I have been working on CIFAR 100 torchvision built in dataset. I wanted to train my model for images with some specific labels and want to remove other training examples. How do do that?
those labels are from the same CIFAR 100, or you want to work with your own labels and images??
labels from cifar 100 only. Like selecting all images with specific labels out of 100 labels and training them.
I dont understand, are images that arent from CIFAR
Training on images from CIFAR 100 but taking only those images from cifar which belongs to specific labels. Like i specify labels 2 and 3 then I should be able to do training of all images belonging to this labels in cifar 100 and remove other label images.
You have two options:
- Keep the original model and only consider the outputs for label 2 and 3
- Make a new head of your model with two outputs (for your classes 2 and 3) and then train the fully connected layers again. You can use the original pretrained FC weights as an initialization for your new FC layers.
Can you please explain how to consider only outputs for specific labels like I am taking a mini-batch from dataset using dataloader. Then in training loop should I check for each image label. If yes then how to not consider them in training(how to remove them) and what should I specify the labels of others images which are not desired.
The images that you are not training your model on should be removed from the training dataset before starting the training process (as it is just wasted computation).
Can you please tell or share some code on how to remove images with specific labels from CIFAR 100 dataset as I am beginner in Pytorch.
In which format is your dataset?
I have taken CIFAR 100 dataset from pytorch torchvisions.datasets then made a dataloader to get images,labels.I don’t actually know the proper format of dataset .I am attaching this link which can give you more idea about dataset.
Here is an alternative. Use fastai_datasets to get your CIFAR100 dataset. The reason being it provides data in Imagenet form i.e. every class/label image are in their separate folders and you can just delete the folders/classes that you do not want.
To create your dataset you would use ImageFolder, and the rest is same.

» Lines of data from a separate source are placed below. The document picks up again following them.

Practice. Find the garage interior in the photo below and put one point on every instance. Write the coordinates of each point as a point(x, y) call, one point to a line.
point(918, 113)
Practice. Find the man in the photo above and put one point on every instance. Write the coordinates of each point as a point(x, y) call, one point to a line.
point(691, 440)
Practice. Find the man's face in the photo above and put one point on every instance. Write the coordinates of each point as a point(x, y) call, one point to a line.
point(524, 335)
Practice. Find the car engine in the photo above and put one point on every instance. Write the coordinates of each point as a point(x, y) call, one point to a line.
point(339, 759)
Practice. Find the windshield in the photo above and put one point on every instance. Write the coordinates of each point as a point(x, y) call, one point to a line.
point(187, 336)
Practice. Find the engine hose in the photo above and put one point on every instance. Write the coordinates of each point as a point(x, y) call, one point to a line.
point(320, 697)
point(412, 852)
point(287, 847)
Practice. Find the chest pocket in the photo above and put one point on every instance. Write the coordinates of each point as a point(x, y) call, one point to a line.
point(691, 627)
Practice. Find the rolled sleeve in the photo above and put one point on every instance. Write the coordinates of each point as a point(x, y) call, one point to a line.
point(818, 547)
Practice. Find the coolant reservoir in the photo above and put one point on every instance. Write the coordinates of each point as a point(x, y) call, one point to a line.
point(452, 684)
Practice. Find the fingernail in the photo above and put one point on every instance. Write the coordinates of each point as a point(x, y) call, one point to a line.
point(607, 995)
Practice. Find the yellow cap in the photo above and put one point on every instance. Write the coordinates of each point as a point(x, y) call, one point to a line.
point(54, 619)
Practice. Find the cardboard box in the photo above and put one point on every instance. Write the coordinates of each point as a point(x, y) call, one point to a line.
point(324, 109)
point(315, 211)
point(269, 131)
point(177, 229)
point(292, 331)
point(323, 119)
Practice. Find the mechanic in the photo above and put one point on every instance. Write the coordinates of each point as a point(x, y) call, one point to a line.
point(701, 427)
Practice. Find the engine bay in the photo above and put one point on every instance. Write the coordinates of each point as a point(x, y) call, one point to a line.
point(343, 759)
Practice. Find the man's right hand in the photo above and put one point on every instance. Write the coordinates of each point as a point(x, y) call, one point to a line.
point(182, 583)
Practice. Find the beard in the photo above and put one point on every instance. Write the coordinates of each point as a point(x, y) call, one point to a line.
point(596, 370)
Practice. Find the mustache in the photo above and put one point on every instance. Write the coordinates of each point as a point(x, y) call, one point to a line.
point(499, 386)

I think PyTorch provides CIFAR dataset in some batched or pickle form (I have not used this, so I am not fully sure). If you want to use this, then it will involve more work. The basic idea being you would have to iterate over the complete dataloader and use
if conditions to select only those tensors that belong to your class. Now you can store these tensors in another tensor, and then you can save them to disk for future use.